Подручный булочника поставил в сарай свою повозку, — поздно же управился он сегодня с развозкой булок! Он по обыкновению поднял голову наверх, а Дитте поторопилась отойти от окна. Но было уже поздно, пришлось ответить на поклон. Будет теперь о чем посудачить соседкам! Этот ютландец никак не мог научиться говорить как следует По-датски, но был красивый и солидный мужчина, любимец всего квартала. Он служил у булочника уже пятнадцать лет, с самого основания булочной.
— Не мешало бы вам выйти за него, — говорила булочница почти всякий раз, как Дитте заходила в булочную — Он ведь по уши влюблен в вас. И человек он солидный. Муж часто говорит: «Бог знает, как бы шло у нас дело без Лэборга!»
Да, солидности в нем было достаточно, это всякий видел. Но…
Взгляд Дитте скользил по главному корпусу, спальни и кухни которого выходили окнами во двор. Фру Лангхольм одевалась и расхаживала перед открытым окном.

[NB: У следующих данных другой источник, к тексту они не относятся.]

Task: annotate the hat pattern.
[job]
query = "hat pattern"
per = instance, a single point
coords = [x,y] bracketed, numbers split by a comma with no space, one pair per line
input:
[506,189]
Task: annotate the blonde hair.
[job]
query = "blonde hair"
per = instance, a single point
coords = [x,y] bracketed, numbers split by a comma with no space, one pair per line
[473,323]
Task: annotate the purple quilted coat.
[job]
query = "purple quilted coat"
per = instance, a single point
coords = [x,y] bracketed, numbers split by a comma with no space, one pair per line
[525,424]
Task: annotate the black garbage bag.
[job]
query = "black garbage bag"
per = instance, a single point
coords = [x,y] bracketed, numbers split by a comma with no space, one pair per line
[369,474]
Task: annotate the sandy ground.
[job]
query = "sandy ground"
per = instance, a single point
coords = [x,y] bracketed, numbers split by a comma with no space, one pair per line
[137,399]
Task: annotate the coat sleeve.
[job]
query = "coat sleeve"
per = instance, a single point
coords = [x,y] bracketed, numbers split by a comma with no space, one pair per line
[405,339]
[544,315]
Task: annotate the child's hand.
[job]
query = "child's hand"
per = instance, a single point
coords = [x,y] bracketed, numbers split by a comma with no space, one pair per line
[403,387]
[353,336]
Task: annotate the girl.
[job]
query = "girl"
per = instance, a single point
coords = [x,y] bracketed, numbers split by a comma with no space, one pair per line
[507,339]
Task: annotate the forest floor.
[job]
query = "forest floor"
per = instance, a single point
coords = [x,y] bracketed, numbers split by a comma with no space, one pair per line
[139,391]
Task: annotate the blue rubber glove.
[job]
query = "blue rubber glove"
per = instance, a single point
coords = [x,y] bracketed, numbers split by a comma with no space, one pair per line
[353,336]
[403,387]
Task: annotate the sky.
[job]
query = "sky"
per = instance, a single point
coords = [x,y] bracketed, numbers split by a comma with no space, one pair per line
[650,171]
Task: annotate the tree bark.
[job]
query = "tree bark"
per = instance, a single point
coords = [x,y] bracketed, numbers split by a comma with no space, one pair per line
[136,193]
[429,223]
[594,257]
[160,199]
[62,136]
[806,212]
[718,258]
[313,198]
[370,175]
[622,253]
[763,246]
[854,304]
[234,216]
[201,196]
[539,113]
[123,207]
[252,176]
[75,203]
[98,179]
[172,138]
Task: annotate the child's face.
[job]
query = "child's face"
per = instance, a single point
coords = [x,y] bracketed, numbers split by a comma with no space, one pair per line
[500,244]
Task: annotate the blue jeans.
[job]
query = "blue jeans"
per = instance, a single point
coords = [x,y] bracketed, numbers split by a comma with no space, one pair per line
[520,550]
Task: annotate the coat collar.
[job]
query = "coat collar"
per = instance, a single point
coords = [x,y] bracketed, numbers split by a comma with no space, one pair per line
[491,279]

Если пилюли в самом деле помогли, то не одним Лангхольмам на радость. Многие были, так сказать, заинтересованы в этом деле. Муж был на пятнадцать лет моложе жены, и уже несколько лет всех занимал вопрос: насколько прочно их сожительство. Все женщины в доме в один голос решили, что ей нужно родить ребенка, иначе она рано или поздно надоест ему. И много раз по дому распространялся слух, что фру Лангхольм в положении, и сама она расхаживала с таким видом, словно носила в себе сладчайшую тайну. Многим казалось даже, что действительно по фигуре ее заметно кое-что. Но всякий раз дело кончалось ничем — без всякой основательной причины. «Она просто подкладывает что-нибудь себе на живот, чтобы удержать муженька!» — говорили женщины. «А может быть, у нее эта модная болезнь — истерия, вот ее и вздувает!» Но будь то воображение или просто обман, — игра становилась опасной. Фру Лангхольм по была красива, да к тому же на пятнадцать лет старте мужа. Но она была хорошая женщина, не смотрела свысока на обитателей задних флигелей. И тоже участвовала в общей борьбе, — большинство женщин билось ведь за то, чтобы удержать при себе своих мужей. Поэтому все женщины искренно сочувствовали ей.
Впрочем, и в среднем и в заднем флигеле жили все люди приличные, — Дитте с удовлетворением отмечала это. Они выходили из разных подъездов целыми семьями — мужья, жены и дети — и направлялись к воротам: видно, шли гулять; может быть, тоже на Луг. Дети, растопырив ручонки, едва осмеливаясь переступать ногами, а матери обдергивали на них платьица, оправляли рукавчики и шагали сбоку своего выводка, словно унтера около взвода. Отцы шли сзади, наблюдая, как дети ставят ноги, и бранились, если ребятишки загребали носками или кривили каблуки. Да, не шутка детям бедняков гулять разодетыми по-праздничному! Дитте вспомнила свое собственное детство: как славно было бегать босиком! Никто не придирался к ее босым ногам.